Avec cette dernière merveille, c’est tout le projet de Dieu pour l’humanité qui est redit et célébré. Parce que ce qui est désormais réalité pour Marie, est appelé à devenir notre réalité. Nous sommes appelés à la gloire du ciel. C’est le projet de Dieu depuis la Création : avoir auprès de lui un collaborateur, un partenaire d’Alliance fiable. Marie l’a été toute sa vie durant. Elle, fille d’Eve comme nous, nous démontre qu’il est possible de vivre de cette Alliance. Nous ne servons pas un Dieu sans mémoire ; nous ne servons pas un Dieu ingrat. Nous servons un Dieu qui nous veut avec lui chaque jour et pour l’éternité. En appelant Marie dans sa gloire, il nous est rappelé que c’est là notre destinée, que c’est là notre espérance. Oui, la miséricorde [de Dieu] s’étend d’âge en âge sur ceux qui le craignent, sur nous donc. Marie n’est pas une exception ; elle est le modèle du croyant qui choisit de suivre le Christ. Nous pouvons relire ainsi la préface de la messe Sainte Marie, modèle de l’Eglise qui nous fait chanter : Dans ton immense bonté, tu as donné à l’Eglise un modèle de culte parfait dans la Vierge Marie. Elle est, en effet, la Vierge qui écoute : elle accueille avec joie ta parole et la médite dans le silence de son cœur. Vierge en prière, elle exalte ta miséricorde dans son cantique de louange, elle intercède en faveur des époux à Cana, elle se joint à la prière unanime des Apôtres. Et la préface de la messe Sainte Marie, mère de l’Eglise nous fait chanter notre espérance et le rôle de Marie dans celle-ci : Elevée dans la gloire du ciel, elle accompagne et protège l’Eglise de son amour maternel dans sa marche vers la patrie jusqu’au jour de la venue glorieuse du Seigneur. A travers sa vie fidèle, Marie oriente toute vie vers ce que Dieu a promis à son peuple : le retour glorieux de Jésus et notre participation à sa gloire. Et ceci est fondamental parce que Marie n’a jamais fait que nous donner Jésus et de nous le montrer toujours. Elle nous montre le chemin vers lui, mais s’efface devant lui. Par son Assomption, Marie ne devient pas plus que nous ; elle devient ce que nous sommes tous appelés à devenir : des vivants dans la gloire du Dieu qu’ils ont servi. 

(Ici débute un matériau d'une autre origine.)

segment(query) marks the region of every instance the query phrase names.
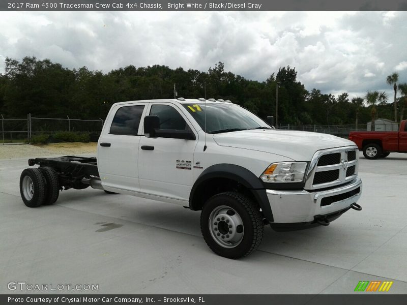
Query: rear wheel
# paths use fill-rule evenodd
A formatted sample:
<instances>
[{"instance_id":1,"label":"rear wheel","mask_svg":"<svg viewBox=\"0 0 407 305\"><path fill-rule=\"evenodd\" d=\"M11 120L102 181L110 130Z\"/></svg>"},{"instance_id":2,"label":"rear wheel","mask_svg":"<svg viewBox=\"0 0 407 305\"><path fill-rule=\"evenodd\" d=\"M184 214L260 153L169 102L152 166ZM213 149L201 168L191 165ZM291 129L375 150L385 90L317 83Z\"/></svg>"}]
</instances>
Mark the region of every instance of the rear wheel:
<instances>
[{"instance_id":1,"label":"rear wheel","mask_svg":"<svg viewBox=\"0 0 407 305\"><path fill-rule=\"evenodd\" d=\"M60 195L60 181L58 173L52 167L44 166L40 167L47 182L47 193L43 204L52 204L56 201Z\"/></svg>"},{"instance_id":2,"label":"rear wheel","mask_svg":"<svg viewBox=\"0 0 407 305\"><path fill-rule=\"evenodd\" d=\"M374 160L379 158L382 155L382 147L377 144L372 143L365 145L363 147L363 156L367 159Z\"/></svg>"},{"instance_id":3,"label":"rear wheel","mask_svg":"<svg viewBox=\"0 0 407 305\"><path fill-rule=\"evenodd\" d=\"M42 204L47 194L45 178L38 168L26 168L20 176L20 194L28 207Z\"/></svg>"},{"instance_id":4,"label":"rear wheel","mask_svg":"<svg viewBox=\"0 0 407 305\"><path fill-rule=\"evenodd\" d=\"M216 195L207 201L200 226L209 248L228 258L249 254L258 248L263 237L259 209L250 199L233 192Z\"/></svg>"}]
</instances>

L’Eglise a raison de se réjouir aujourd’hui et de célébrer celle qui nous précède dans la gloire, parce qu’elle nous a précédée dans la foi. Elle a raison de chanter le cantique de Marie, chant d’une victoire annoncée. Puisse l’exemple de la Vierge faire grandir notre foi et notre espérance, et nous parviendrons, comme elle, à la gloire du Royaume où Dieu nous attend. Amen.